Lazy Materialization

It is most efficient to materialize the minimal amount of content from the cache. This is especially true if using a remote cache. BuildXL utilizes an algorithm called Lazy Materialization where it does not eagerly bring process' output files from the cache to disk. Instead, each output file is materialized only if:

  1. It was explicitly requested by the user, or
  2. A build task that depends on it (i.e., explicitly specifies that file as an input dependency) is scheduled for execution.

Lazy materialization is enabled by default in BuildXL and is controllable via the /enableLazyOutputs flag.

Explicitly requesting outputs

Outputs are explicitly requested by use of pip filtering with the /filter: command line argument. Outputs of pips matching the pip filter are considered to be explicitly requested. Pip that are scheduled to satisfy dependencies of filter matching pips are not considered to be explicitly requested and their outputs will not be materialized when possible.
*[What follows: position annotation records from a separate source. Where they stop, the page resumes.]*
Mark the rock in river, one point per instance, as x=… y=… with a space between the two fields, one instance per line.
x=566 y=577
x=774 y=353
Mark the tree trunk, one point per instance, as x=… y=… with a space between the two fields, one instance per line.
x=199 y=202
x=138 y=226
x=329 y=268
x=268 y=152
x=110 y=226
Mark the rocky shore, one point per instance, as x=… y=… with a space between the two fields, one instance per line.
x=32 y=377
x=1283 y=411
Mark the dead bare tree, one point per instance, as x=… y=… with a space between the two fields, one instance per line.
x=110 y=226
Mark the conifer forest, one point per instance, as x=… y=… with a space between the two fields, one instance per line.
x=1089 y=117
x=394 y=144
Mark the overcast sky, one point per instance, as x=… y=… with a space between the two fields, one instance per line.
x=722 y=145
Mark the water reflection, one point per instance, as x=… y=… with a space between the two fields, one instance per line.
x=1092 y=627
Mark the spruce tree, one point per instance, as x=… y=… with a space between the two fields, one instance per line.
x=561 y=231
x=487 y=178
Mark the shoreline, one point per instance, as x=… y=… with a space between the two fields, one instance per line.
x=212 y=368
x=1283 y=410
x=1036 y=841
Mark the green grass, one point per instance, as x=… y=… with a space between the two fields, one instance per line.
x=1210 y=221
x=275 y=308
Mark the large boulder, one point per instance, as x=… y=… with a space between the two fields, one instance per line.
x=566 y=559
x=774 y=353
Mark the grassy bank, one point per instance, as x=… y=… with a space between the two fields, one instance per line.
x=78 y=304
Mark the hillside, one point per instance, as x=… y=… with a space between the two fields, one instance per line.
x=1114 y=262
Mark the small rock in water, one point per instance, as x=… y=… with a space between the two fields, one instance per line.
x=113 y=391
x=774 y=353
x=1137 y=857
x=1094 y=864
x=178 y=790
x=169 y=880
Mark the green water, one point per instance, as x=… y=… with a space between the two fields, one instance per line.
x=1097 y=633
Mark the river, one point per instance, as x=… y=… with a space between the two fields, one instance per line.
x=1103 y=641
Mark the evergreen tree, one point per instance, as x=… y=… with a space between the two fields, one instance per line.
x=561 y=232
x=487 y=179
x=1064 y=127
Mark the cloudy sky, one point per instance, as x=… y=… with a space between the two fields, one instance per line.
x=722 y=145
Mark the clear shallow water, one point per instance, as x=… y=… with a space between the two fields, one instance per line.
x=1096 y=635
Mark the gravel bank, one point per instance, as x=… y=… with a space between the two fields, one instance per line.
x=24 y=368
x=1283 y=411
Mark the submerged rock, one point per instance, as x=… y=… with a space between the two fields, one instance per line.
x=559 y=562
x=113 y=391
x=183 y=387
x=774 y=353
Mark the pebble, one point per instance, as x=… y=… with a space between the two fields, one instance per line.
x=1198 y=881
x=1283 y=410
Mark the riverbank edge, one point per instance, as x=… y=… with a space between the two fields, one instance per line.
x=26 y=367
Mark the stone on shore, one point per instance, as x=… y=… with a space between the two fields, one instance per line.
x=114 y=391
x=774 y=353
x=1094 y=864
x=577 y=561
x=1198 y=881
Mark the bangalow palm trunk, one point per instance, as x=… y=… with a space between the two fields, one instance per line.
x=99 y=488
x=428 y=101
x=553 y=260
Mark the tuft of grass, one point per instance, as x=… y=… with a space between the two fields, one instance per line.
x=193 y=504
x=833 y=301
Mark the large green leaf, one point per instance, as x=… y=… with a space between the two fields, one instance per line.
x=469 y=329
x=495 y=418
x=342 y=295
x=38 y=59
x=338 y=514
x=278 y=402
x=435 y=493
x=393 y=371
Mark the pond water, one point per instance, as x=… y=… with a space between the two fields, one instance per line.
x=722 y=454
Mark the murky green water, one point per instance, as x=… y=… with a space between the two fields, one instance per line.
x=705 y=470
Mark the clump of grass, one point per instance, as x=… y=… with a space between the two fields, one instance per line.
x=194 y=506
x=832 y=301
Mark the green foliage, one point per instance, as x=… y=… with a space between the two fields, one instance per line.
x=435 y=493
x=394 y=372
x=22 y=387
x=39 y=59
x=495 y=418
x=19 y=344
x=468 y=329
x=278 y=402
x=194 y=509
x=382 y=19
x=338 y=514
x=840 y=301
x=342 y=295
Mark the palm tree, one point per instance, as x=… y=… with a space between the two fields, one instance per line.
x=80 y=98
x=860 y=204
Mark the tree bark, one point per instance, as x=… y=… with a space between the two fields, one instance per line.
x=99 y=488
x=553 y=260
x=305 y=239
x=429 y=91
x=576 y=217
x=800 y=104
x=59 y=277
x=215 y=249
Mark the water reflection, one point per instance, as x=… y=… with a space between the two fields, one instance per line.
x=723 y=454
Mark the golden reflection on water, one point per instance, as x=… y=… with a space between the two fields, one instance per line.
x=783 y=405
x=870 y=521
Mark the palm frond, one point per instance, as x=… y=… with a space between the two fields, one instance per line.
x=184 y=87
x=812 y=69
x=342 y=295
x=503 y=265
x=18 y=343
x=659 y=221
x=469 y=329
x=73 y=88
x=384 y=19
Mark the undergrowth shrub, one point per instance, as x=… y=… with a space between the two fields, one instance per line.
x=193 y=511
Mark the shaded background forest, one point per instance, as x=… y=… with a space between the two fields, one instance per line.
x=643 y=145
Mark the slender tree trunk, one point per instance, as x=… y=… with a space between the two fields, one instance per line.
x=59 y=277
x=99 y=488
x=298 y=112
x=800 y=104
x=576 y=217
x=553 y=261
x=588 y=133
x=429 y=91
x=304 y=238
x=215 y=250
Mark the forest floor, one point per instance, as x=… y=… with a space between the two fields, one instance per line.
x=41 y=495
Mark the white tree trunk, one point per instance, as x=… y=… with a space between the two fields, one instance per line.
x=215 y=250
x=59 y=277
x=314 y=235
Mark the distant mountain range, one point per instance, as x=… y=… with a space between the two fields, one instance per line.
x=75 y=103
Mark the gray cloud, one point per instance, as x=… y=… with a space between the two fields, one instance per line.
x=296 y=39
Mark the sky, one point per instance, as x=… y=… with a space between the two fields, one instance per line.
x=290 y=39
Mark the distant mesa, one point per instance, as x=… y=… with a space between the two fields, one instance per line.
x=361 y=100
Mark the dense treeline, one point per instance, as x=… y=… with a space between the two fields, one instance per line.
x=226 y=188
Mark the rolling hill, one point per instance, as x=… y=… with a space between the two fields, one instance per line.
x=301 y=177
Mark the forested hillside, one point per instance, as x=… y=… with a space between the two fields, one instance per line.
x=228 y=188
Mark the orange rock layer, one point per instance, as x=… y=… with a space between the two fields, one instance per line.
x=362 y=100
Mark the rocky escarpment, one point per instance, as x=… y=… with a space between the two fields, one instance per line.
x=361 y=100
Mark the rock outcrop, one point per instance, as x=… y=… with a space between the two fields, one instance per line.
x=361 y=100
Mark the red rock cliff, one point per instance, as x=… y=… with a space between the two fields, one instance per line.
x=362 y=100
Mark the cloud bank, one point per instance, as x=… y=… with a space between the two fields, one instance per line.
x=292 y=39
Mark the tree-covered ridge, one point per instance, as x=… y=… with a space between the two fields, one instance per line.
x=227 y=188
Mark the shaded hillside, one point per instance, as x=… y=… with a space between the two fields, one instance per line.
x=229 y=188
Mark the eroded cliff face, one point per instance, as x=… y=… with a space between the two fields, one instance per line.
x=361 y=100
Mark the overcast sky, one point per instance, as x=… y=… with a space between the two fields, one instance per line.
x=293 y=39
When no pip filter is specified, all outputs are considered to be explicitly requested and therefore lazy materialization will not be utilized.

Materialization options

/enableLazyOutputs has the following modes of operation:

  • /enableLazyOutputs Enables lazy output materialization in its standard mode. It is the default if not specified
  • /enableLazyOutputs- Explicitly disables lazy materialization. All outputs will be materialized as cache hits happen
  • /enableLazyOutputs:minimal Outputs will only be materialized when they are dependencies of a cache miss. This is the minimal amount of materialization possible and thus the most performant mode. Upon a 100% cache hit, no output files will be materialized on disk. No materialization will be performed even for pips matching the filter specified on the command line.

Applications

Builds are often times used mainly to validate the correctness of a build, i.e., ensure that all projects successfully compile and all tests (and any other validations) pass. In such a setting, producing every build file artifact and ensuring that it is materialized to disk and placed in its designated output folder becomes unnecessary. Pull Request validation builds frequently fall into this category and benefit from /enableLazyOutputs:minimal

Developer machine builds are typically performed both to validate the build succeeds and to make the results of the build available for testing or other uses. Here, the default lazy output materialization is the best option. A developer may filter the build to the part of the build graph they are working on, say a specific executable. If a remote cache is being used, transitive dependencies of the executable included in the filter will not be downloaded from the remote cache. Only what is necessary to build their unique changes will be materialized.